Now this is where things get interesting. Unless you have been living on the Moon, you know that the Warriors signed DeMarcus Cousins for just $5.3 million this off-season because, according to Cousins, nobody else called. This is a lot like how I got my date to the Senior Prom. This is not one of my regular therapy sessions, however, so I will just stick to the fantasy impact of all of this. I would only consider drafting Boogie in leagues with an Injured Reserve (I.R.) spot and even then I probably would not touch him. Cousins has said he will be ready by the start of camp, but most experts feel like he will be out until the end of the regular season. My thought is that he will be out until after the All-Star break. The Warriors have no motivation to rush him back, but they will want at least some time for everyone to get used to playing together. Even if he does come back early in the season, he will not be the same Boogie that was putting up mind-boggling stats before getting hurt last year.
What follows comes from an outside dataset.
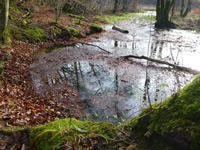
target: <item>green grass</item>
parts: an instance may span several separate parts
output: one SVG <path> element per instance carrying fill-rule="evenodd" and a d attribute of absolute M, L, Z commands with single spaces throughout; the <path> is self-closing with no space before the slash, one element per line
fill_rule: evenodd
<path fill-rule="evenodd" d="M 127 20 L 130 17 L 136 17 L 139 20 L 151 20 L 155 21 L 155 16 L 144 15 L 144 13 L 123 13 L 119 15 L 102 15 L 102 16 L 95 16 L 102 23 L 115 23 L 119 20 Z"/>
He may never have the same explosiveness and will be on a team with a bunch of stars. Cousins is not worth the risk and the opportunity cost is too high. Jordan Bell, on the other hand, has a great chance to start Opening Night and his ceiling relative to draft position makes him one of the more intriguing late round flyers this season. Son has him ranked 75th overall. Bell, like Draymond, is not going to score a ton of points, but has the ability to put up elite field goal percentage, rebounds, steals, blocks, and, surprisingly, assists. He is a great target later in drafts if you have been able to secure a bunch of elite scorers and need to balance out your defensive stats. I mentioned earlier that a strong camp by Looney could cost Bell some playing time, but a strong camp by the Warriors’ other young center, Damian Jones, could cost Bell his starting job. Jones has spent the last two seasons in the G-League, logging very few NBA minutes, but coach Steve Kerr feels like he is ready to make the jump. Jones is more of a “normal” center by Warriors standards and this will get him quite a few starts against teams with traditional centers. My money is on Bell being more of a fantasy asset, but the center position battle at Warriors camp is going to be an exciting one to watch.